First of all, driving anywhere in the bustling city of Port au Prince is a combination of honking horns, billowing clouds of putrid exhaust, hair raising close shaves with fellow motorists on the pot hole ridden streets and traffic sitting bumper to bumper for hours at a time waiting on random busses and trucks to turn around or enter from a side street ahead. We have several wholesale pharmaceutical distributors that we order from each month and everything would be very simple if they actually would have everything listed in their product catalogues, but of course there are always several things on each order that are not in stock and it’s up to us to find an alternate source which is often more expensive.
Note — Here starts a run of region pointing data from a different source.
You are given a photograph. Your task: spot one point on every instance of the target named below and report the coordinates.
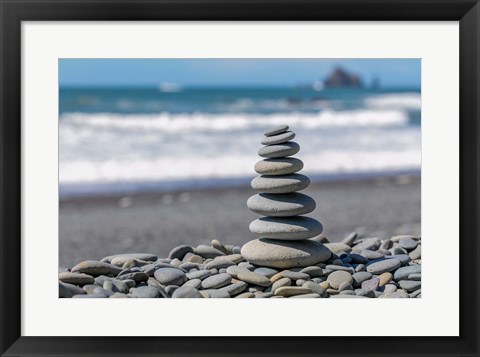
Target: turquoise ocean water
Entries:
(127, 139)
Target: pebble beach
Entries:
(353, 268)
(290, 258)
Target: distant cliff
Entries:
(340, 78)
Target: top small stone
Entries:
(276, 130)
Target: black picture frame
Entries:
(13, 12)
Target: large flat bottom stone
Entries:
(285, 254)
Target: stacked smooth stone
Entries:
(284, 232)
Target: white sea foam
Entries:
(115, 149)
(411, 101)
(171, 123)
(191, 168)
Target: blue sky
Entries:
(231, 72)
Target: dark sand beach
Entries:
(94, 227)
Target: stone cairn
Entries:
(284, 232)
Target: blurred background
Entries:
(155, 153)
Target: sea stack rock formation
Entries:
(284, 231)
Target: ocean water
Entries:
(131, 139)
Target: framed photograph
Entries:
(239, 178)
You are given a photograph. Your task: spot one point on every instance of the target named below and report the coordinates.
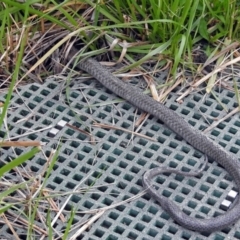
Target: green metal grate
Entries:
(112, 168)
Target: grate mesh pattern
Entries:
(110, 170)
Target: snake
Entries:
(177, 124)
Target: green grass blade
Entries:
(19, 160)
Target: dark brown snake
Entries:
(177, 124)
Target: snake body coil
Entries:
(181, 128)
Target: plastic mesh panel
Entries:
(111, 167)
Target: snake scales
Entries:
(181, 128)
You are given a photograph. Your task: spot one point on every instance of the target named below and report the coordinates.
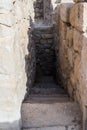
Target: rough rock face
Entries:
(71, 45)
(45, 53)
(14, 24)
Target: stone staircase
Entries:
(47, 107)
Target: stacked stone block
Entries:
(71, 48)
(39, 9)
(14, 39)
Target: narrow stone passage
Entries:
(47, 105)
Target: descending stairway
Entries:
(47, 107)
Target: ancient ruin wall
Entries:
(71, 48)
(14, 52)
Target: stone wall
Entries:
(71, 47)
(14, 41)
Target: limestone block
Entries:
(62, 30)
(19, 11)
(65, 11)
(7, 19)
(7, 64)
(78, 127)
(69, 36)
(6, 31)
(78, 16)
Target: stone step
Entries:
(34, 98)
(56, 128)
(49, 113)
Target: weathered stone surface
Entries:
(75, 128)
(49, 128)
(65, 11)
(52, 114)
(80, 1)
(78, 16)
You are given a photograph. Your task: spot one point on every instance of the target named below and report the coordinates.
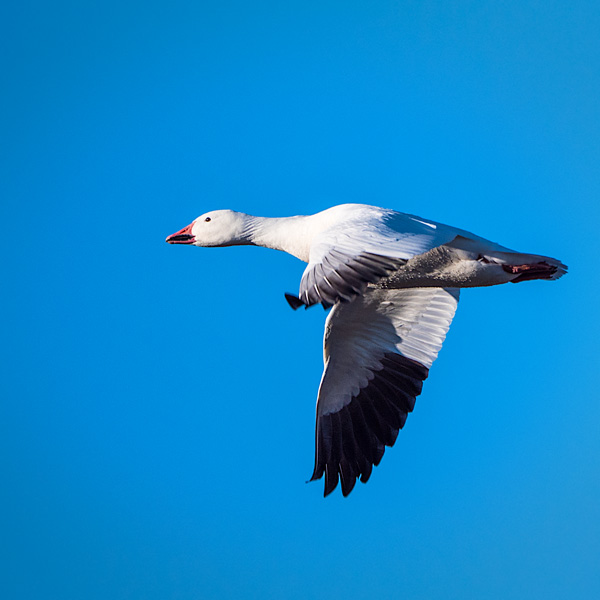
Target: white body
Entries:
(392, 280)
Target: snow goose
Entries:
(393, 281)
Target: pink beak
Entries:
(184, 236)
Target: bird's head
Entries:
(215, 228)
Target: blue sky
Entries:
(157, 412)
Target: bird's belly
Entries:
(447, 267)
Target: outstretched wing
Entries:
(377, 351)
(344, 260)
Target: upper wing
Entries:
(346, 258)
(377, 351)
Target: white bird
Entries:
(393, 281)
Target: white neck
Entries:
(290, 234)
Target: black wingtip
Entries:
(294, 301)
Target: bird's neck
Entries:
(290, 234)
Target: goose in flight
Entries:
(392, 281)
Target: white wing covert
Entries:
(377, 352)
(344, 260)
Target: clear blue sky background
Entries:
(157, 402)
Add to that trying to talk a language that I still do not find coming to me naturally and picking up the main monthly groceries for the mission as well as quite a few other random errands followed by the 4 to 5 hour trip back home (remember the streets!) and tired is an understatement to describe how one feels. Anyway, enough complaining.
There are many things of beauty, life and joy to be thankful for. Beautiful ocean waves along the shore next to the highway with an ancient looking patched up sailboat here or there on the glistening surface of the water. Children and young people playing along the streets despite the trash strewn around. Just the simple fact of having most of the meds we need available and being able to use them to help further Christ’s Kingdom is a huge blessing in itself.
Life isn’t generally easy in Haiti for anyone, but it is still life, and life is always beautiful. May our lives be a proof of the life and power of Him who created us that we can draw others to Him so they too can know that source from where life itself originates.